Yeah. And look, I would say, as Rob mentioned, growth isn't going to be linear for data centers, but we expect growth to remain robust. What we have is the leading developers in pretty much every market in the world. In the U.S., we have Compass, which is one of the best, and we think, if not the best developer. Data4 in Europe, Ascenty down in South America. And then we've got smaller but growing businesses in Asia. And so to the extent that there's going to be data center development, we are going to get our market share because the large technology companies are going to want to use the best developers. And added on top of that is our relationship with our Renewable Power Group, which is helping source new renewable sites in a market that's quite constrained.
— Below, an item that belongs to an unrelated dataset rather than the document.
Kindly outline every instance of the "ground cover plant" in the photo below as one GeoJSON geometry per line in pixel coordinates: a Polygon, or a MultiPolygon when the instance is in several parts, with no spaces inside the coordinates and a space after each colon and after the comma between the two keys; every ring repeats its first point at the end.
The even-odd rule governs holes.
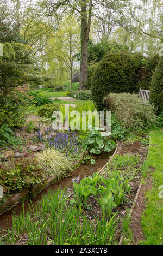
{"type": "Polygon", "coordinates": [[[1,244],[32,245],[110,245],[117,224],[116,215],[102,216],[91,222],[78,207],[68,206],[65,190],[45,195],[36,205],[29,205],[20,216],[13,216],[12,230],[1,244]]]}
{"type": "Polygon", "coordinates": [[[147,207],[141,216],[145,239],[140,243],[161,245],[163,244],[163,132],[153,131],[150,135],[150,146],[147,159],[144,163],[143,176],[152,179],[152,188],[145,195],[147,207]],[[155,145],[156,147],[154,146],[155,145]],[[152,168],[152,172],[149,171],[152,168]]]}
And so the Brookfield Complex has obviously the best ingredients of any group to play a big role in digitalization. So I'm going to get that advertisement out there, but nothing has really changed as far as our views and the opportunity ahead.

Ryan Levine (Equity Analyst)

Great. And then just last question, just to clarify, in terms of the contractual protections that were just highlighted, do you feel comfortable that if demand for a load is materially less than what the industry is forecasting, you have legal protections to de-risk the opportunity for investors and other stakeholders?

Roberto Marcogliese (Head of Telecom)

We do. Yeah. We do have certain interest take-or-pay contracts.

Sam Pollock (CEO)

Yeah. The big thing is we don't have terms in our contract where people can cancel for convenience. That is probably the biggest risk some developers might have, is they might agree to some of those terms. We do not agree to those terms.

Roberto Marcogliese (Head of Telecom)

That's right.

Ryan Levine (Equity Analyst)

Thank you.

Operator (participant)

That concludes today's question and answer session. I'd like to turn the call back to Sam Pollock for closing remarks.

Sam Pollock (CEO)

All right. Liz, thank you very much for helping us with the call. We'd like to thank everyone who joined us this morning. We hope it's been useful for everyone, particularly on the DeepSeek conversation. We just, again, reiterate that we've had a great start to the year and look forward to providing our first quarter results at the end of April. Goodbye.

Operator (participant)

This concludes today's conference call. Thank you for participating. You may now disconnect.